“Falling apart tells me you have the heart of a chaplain.”

From “Walk with Me: A Journey through the Landscape of Trauma” by Ellen Corcella

As I turned around, I saw the patient’s teenage children seated in the darkened corner, frozen in fear. I walked over, and, as I introduced myself, my insides suddenly knotted up as my body connected the patient lying in bed to a mother about to leave her teenaged daughter motherless. I panicked. My greatest fear was dying too young and leaving my daughter motherless. Trying to maintain my composure, I suggested they gather around the bed for prayer.

My heart ached for the young girl whose time with her mother would be cut short. My insides swirled; my thoughts circled. I thought, she needs to talk to her mother. Was I telling myself to speak to my own mother? Finally, I stood close, like an angel on her shoulder, whispering, “Feel free to tell your mother anything you need to say.”

We bowed our heads, and I prayed fervently for the patient and family. The patient’s husband said some kind words about my pastoral care that I no longer remember. I do remember I was certain the patient would die very soon.

I could not leave that room fast enough. Focus on your task. Focus on writing your chart notes. Tears flowed down my cheeks before the upheaval of cry burst through my chest. Surely, I was not crying. I walked out of the ED into the adjoining hallway to regain my composure. I leaned my back against the wall but could not stop the tears. I walked over to a private office. As soon as I tried to type out the encounter, I cried. Trying to move beyond the tears, I remembered the advice to talk to someone when in crisis. I called my staff mentor. This wise, kind curmudgeon asked “What’s wrong, young grasshopper?”

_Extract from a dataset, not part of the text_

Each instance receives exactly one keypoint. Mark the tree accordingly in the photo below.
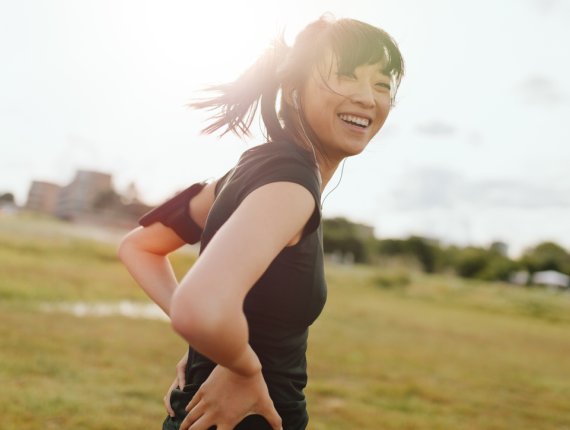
(546, 256)
(341, 235)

Through tears, I said this job was too hard. I had fallen apart to the point I could not write a note, and I was not cut out to be a chaplain. Sobbing on the job surely disqualified me for the profession. I was barely able to talk, but said enough that, as a chaplain for close to forty years, he understood the situation. “No, you can write the note. No, falling apart does not mean you cannot do this work. Falling apart tells me you have the heart of a chaplain.”

I could not believe what he was saying. It took much longer for me to connect the dots between my trembling and the dying mother and her daughter.